One may wonder how all of this affected the musicians, to whom music is more than a form of entertainment – it is their primary source of income too. One of the significant ways streaming has affected the artists is through royalty payments. Although a step-up from the no-profit illegal downloading, the streaming platforms give the artists, producers and songwriters notoriously little in exchange for providing them with content. Moreover, with the surging popularity of streaming, the sales of CDs, a more profitable format, suffered a steady decline. The issues, coupled together, moulded the way musicians make music. While many embraced live performances as their primary source of income due to low royalty rates, others have refused to accept the issue. In 2014, the American pop sensation Taylor Swift decided to remove her music from Spotify as it was affecting the physical album sales, a decision which offered signs of the first major artist kickback. In a Wall Street Journal, she wrote: “It’s my opinion that music should not be free, and every artist has handled this blow differently…Piracy, file sharing and streaming have shrunk the numbers of paid album sales drastically.”

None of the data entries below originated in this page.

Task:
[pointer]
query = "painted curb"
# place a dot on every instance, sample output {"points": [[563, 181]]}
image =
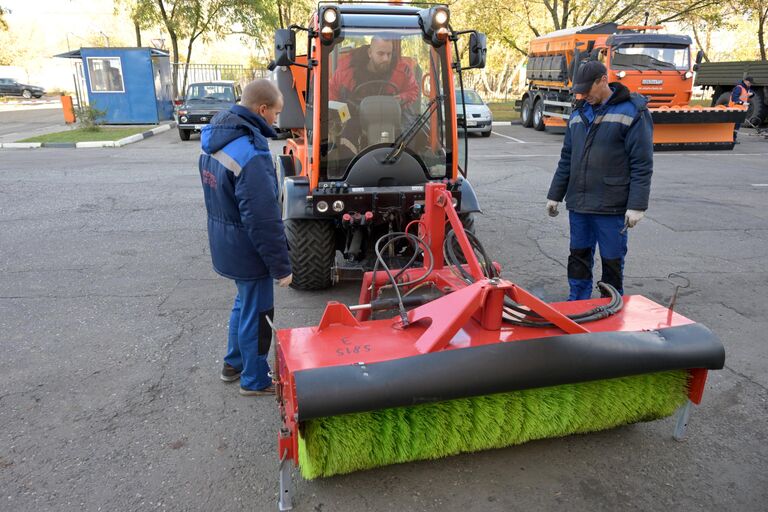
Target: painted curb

Interestingly, despite strong reactions from artists like Swift, the Wall Street Journal found out that artists are producing more music than they ever have. This is because the process of recording, releasing and marketing music has become much easier in the digital age, a lot of which has been accelerated by streaming. Moreover, though withholding their albums from streaming services have benefitted well-established artists like Adele and Taylor Swift, it is not viable for lesser-known and upcoming artists. With the help of Soundcloud, Bandcamp and similar other applications, indie artists have been able to share and circulate their work with a wider circle of audience. Countless young artists depend on fans sharing their tracks online that drive people to buy their albums on Beatport, which in turn attracts them to their concerts where they make the most money. Hence, the importance of streaming is absolutely relative.

The charts have also been altered by the format of music streaming. For example, the UK Official Chart company decide to equate 150 streams to one sale. This specific number is, in fact, quite arbitrary. But the bigger problem is that popular artists crowd the chart with their non-singles. A few years back, all the sixteen songs from Ed Sheeran’s album Divide contested actual singles and occupied the chart. Though new rules have been made as an amend, it still exposes the limitations and fragility of the whole system.

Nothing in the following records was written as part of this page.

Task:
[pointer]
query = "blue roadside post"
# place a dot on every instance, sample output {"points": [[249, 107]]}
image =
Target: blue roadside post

In recent times, when the pandemic has unleashed havoc on the music industry by completely shutting out the lucrative option of live music, streaming platforms have an opportunity to make amends. Apart from streaming recorded songs, these platforms have started organising virtual concerts. Some have even offered direct or indirect financial assistance to support the music community, such as the launch of Spotify’s fundraising option, which allows artists to raise funds through their profiles. Or the repeated ‘Bandcamp Friday’ efforts, which sees the platform hand 100% of sales to the artist. On the other hand, YouTube’s campaign “Stay Home #WithMe” has enabled artists to post and share content with their fans from home and has allowed listeners to donate directly to the artists. Despite these innovative measures, the streaming rate has surprisingly gone down during the lockdown. A statistical demonstration shows an 11% fall in Spotify streams that too in the world’s largest hits, in April 2020.

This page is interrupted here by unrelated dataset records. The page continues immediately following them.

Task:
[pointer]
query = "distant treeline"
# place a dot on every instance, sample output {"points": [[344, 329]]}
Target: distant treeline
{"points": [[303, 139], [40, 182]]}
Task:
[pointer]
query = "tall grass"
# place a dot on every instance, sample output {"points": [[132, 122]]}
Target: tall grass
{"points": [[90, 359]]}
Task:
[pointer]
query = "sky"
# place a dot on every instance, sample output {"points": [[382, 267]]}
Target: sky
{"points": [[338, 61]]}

Evidently, the industry is still figuring out ways to cope with this new format that is unreliable and prone to change. Although the awareness about the hardships faced and losses suffered by the industry is increasing, there is a considerable gap between the problems and the solutions. Keeping the additional challenge of the pandemic in mind, methods of reform should be prioritised and put to action as soon as possible. The end issue remains, however; artists need to earn a respectful amount of money for their work.